Published : Dec 21, 2007 00:00 IST

The beach at Havelock Island. -

The beach at Havelock Island. -

The beach at

HAVELOCK Island will become the heart of tourism in Andaman and Nicobar islands, says V. K. Misra, Information Officer, Directorate of Information, Publicity and Tourism, Andaman and Nicobar Islands administration.

Near the modest market on Havelock Island, our taxi driver points to a vacant patch of land and informs us that it has been sold to a hotel group for Rs.1.7 crore for building a resort. The land is only a few acres.
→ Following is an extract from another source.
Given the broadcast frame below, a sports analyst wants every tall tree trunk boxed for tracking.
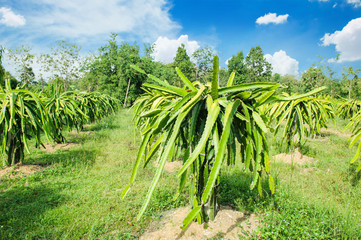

Later, Mohamed H. Jadwet, president, Andaman Chamber of Commerce and Industry, confirms that the price of land on Havelock Island has gone up five to six times.

Havelock Island is a 150-minute ride by ferry from Port Blair. It has everything going for it to become the hottest tourism destination in the archipelago. It has unspoilt beaches, dense forests, facilities for snorkelling, scuba diving and so on. The Directorate of Tourism of the Andaman and Nicobar islands administration runs a well-maintained resort here. Besides, a plethora of resorts to suit all budgets dot the island. In 2004, Time magazine voted Radhanagar beach on the island the best beach in Asia.

An added attraction is an elephant training camp on a beach in the island. On the day Frontline visited the camp, four elephants were being trained to haul logs. It takes about a year to train a young elephant, said veterinary trainer Suresh Baa, and added that the commands are given in the Burmese language.

The Special Secretary (Tourism), Andaman and Nicobar islands administration, says tenders have been invited from reputed firms/entrepreneurs for the development of eco-friendly tourism infrastructure on four islands. The sites include 15.94 hectares (1 hectare is 2.47 acres) of land at Radhanagar; 9.7 ha at Bharatpur, Neil Island; 12 ha at Lalaji Bay, Long Island; and 5 ha at Hutbay, Little Andaman.

Havelock Island has more than 7,000 residents, most of them having come here from West Bengal in the 1960s. A majority of the islanders are farmers.